We are seeing some of the largest market players in capital markets announce their plans openly, and prove their activity and developments towards blockchain technology in the space. Whether it’s JPMorgan’s Repo Blockchain trading US$1billion a day, or Broadbridge’s platform processing US$31 billion a day, these numbers are still negligible when compared to traditional numbers, but they are rising nonetheless.

We’re seeing a lot of interest on the investor side, but we’re also seeing a lot of appetite from issuers, as well. This is definitely a collaborative effort across the market.

— Matthew McDermott, head of digital assets, Goldman Sachs.

We are moving two to three trillion dollars of securities onto this system, and that is larger than the whole global crypto world is sitting on the blockchain.

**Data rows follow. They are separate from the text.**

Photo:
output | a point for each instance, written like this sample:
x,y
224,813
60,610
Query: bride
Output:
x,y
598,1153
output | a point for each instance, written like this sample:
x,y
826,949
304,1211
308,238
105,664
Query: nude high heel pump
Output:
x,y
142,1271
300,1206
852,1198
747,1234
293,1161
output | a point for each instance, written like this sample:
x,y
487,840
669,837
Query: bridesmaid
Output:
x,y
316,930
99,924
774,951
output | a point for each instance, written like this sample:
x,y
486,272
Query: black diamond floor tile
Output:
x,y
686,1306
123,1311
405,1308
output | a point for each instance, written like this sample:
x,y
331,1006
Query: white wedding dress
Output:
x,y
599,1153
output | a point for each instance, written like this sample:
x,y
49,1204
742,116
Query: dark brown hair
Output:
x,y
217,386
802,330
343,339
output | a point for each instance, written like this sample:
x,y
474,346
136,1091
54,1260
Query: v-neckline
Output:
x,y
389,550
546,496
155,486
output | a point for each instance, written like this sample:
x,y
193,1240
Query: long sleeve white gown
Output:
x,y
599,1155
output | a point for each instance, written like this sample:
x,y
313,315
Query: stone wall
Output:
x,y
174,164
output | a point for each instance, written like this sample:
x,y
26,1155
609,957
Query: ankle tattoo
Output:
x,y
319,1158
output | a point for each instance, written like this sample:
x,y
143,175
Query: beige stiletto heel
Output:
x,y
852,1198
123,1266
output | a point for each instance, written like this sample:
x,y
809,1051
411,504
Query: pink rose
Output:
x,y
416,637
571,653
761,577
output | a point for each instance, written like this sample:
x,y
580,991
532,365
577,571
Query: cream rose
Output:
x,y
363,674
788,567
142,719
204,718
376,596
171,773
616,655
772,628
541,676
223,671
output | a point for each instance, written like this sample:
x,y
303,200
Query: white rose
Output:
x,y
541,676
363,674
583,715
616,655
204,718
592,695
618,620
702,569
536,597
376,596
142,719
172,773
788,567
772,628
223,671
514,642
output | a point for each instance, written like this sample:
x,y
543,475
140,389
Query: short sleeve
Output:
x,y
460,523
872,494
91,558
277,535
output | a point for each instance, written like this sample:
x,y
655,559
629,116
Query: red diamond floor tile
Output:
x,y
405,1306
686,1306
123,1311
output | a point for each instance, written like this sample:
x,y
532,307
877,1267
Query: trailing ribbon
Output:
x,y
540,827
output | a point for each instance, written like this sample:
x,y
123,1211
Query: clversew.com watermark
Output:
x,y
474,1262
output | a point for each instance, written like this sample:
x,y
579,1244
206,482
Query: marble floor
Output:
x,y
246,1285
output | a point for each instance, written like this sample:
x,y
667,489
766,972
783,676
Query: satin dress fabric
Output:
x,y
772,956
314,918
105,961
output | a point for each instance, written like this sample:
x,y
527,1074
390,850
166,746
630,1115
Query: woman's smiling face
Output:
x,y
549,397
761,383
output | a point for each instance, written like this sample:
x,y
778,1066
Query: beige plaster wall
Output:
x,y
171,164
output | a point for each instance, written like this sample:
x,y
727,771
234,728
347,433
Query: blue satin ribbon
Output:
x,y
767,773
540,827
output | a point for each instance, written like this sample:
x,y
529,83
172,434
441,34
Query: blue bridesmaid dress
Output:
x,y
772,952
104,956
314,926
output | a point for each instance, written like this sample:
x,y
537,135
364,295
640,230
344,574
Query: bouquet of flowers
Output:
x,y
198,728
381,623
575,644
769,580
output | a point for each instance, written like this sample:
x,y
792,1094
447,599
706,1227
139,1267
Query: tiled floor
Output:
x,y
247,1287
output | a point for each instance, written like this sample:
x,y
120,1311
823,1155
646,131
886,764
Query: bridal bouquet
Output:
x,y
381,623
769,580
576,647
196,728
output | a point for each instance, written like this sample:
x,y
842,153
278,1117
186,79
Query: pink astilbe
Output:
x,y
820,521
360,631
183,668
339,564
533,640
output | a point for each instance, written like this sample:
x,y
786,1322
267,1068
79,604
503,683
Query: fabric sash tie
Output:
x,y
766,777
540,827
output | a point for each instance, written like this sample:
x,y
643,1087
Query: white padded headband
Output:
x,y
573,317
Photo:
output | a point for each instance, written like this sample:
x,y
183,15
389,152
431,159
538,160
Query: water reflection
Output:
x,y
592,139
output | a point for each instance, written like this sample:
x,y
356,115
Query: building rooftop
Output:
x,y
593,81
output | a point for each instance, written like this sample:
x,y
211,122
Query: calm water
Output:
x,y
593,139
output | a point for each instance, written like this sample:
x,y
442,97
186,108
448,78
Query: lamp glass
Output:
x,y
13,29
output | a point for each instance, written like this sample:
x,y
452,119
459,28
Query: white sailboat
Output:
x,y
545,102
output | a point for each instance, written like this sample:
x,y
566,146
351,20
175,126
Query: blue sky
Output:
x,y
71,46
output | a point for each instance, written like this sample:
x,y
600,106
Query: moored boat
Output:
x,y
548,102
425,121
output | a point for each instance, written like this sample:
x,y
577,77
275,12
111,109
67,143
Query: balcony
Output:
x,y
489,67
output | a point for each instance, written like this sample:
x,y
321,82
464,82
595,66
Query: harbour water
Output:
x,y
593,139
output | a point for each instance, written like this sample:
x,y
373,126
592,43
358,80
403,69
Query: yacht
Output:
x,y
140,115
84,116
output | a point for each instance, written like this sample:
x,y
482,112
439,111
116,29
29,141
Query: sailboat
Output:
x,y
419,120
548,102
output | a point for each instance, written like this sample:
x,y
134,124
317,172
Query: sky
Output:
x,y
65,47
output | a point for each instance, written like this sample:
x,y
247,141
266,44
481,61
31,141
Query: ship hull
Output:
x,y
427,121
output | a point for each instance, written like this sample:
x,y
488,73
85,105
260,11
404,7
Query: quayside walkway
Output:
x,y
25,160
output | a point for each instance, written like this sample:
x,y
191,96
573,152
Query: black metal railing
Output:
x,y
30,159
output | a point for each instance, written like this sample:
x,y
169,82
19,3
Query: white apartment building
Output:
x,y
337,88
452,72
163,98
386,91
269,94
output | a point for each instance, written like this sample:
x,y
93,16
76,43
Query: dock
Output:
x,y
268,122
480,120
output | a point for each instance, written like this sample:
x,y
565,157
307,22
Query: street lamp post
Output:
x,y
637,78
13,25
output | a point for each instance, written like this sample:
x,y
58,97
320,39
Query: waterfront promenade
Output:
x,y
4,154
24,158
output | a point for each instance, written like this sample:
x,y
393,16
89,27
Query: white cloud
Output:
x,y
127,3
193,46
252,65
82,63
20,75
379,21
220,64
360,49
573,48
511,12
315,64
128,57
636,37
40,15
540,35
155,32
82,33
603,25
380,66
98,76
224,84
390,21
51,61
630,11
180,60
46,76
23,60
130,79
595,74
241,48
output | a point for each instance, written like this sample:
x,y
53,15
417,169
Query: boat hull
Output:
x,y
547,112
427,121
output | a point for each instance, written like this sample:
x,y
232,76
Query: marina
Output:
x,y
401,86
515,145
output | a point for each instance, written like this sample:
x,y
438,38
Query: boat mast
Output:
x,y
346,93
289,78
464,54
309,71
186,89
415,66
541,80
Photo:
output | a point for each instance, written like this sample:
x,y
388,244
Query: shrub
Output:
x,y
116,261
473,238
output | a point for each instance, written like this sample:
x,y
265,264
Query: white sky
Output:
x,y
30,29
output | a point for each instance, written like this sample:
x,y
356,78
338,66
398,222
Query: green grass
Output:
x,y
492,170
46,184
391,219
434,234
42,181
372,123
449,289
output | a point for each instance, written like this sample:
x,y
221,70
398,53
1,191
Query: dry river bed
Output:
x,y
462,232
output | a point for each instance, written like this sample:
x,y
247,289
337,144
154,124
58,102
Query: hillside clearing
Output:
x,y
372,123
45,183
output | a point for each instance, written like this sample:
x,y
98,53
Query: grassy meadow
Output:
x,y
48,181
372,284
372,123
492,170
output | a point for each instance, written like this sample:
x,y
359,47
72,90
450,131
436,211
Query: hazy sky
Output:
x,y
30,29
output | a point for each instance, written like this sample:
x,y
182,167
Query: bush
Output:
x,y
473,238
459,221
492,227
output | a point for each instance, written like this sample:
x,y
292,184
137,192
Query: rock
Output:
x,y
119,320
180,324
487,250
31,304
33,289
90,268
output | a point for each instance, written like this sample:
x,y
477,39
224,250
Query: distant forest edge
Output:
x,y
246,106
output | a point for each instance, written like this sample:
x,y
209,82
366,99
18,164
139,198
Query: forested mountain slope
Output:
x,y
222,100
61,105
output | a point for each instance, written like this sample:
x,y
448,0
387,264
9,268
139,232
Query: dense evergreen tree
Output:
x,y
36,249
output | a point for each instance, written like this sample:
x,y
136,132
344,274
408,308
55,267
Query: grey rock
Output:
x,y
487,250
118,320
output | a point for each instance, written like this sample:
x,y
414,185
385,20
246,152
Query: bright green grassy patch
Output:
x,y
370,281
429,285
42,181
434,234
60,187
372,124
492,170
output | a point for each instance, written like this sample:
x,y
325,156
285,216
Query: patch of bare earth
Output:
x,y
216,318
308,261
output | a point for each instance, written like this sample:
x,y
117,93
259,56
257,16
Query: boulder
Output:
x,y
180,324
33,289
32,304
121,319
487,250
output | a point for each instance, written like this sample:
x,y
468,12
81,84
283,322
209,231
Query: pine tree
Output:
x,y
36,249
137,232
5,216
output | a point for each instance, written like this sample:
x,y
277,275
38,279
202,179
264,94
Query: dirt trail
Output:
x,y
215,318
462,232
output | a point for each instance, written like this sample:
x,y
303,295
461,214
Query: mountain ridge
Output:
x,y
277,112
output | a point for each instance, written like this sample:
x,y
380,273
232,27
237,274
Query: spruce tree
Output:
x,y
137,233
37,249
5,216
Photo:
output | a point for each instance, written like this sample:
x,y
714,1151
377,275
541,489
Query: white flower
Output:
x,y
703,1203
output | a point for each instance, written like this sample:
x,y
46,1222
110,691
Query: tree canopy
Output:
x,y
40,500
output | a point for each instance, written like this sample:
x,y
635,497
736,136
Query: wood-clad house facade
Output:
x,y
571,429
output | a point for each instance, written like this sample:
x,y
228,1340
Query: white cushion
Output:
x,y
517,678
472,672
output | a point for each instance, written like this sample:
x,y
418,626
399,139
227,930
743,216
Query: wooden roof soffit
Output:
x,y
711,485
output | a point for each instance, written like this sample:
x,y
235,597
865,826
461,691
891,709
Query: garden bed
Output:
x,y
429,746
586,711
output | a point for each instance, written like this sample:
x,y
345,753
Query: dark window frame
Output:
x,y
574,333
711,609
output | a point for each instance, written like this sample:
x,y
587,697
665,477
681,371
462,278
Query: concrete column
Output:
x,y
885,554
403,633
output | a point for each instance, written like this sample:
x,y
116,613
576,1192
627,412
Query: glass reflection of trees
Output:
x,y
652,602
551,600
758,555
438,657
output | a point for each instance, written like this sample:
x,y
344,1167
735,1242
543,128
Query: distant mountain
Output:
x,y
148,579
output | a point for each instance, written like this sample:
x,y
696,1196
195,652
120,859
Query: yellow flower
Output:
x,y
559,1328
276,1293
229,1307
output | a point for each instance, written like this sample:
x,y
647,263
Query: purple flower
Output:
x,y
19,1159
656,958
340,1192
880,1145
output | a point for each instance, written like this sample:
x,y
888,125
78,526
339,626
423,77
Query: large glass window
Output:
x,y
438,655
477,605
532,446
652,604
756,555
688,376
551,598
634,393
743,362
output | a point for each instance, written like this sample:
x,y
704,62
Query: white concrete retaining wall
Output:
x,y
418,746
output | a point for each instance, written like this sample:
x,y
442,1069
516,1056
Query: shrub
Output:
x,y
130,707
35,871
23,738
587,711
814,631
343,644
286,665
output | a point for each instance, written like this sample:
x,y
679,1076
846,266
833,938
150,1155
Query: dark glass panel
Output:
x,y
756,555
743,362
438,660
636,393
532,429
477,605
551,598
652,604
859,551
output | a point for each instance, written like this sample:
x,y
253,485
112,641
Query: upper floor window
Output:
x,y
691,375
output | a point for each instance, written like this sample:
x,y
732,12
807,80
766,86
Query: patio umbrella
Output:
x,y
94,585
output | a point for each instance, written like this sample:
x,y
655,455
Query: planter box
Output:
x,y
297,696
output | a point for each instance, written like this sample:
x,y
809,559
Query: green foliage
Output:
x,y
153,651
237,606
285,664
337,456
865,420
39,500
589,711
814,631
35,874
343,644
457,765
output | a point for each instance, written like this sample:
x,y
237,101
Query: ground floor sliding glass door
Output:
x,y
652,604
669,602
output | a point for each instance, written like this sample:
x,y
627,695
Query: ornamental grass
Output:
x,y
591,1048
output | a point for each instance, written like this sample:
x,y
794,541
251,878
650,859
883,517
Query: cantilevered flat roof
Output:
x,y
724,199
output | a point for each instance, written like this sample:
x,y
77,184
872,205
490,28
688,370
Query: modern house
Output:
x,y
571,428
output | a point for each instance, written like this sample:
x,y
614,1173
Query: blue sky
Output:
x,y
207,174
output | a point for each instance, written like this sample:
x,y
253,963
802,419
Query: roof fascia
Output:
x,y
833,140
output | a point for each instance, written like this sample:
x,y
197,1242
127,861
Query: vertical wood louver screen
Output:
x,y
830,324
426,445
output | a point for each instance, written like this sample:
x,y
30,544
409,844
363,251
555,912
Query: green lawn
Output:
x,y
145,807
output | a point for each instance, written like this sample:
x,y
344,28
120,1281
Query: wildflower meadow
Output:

— Dominic Stevens, head of Australian Securities Exchange.

The future of blockchain in capital markets

The moves into a blockchain-based capital markets system are gradually becoming bigger. It’s important to realize that despite the weight of the announcements, it will take time for this to develop.

Being an early mover has many benefits. The generations that are growing up now will have a completely different perspective on what it means to raise capital for anything, exchange wealth and store it securely. Understanding their mindset and building solutions for their needs will ensure your organization remains relevant in the future.

Stick with the old ways and lag behind, and you will quite literally be made obsolete in time by a virtual “fantasy” land full of games and memes, where every human learns about trading and investing in all kinds of assets from a young age. It is becoming part of the internet culture.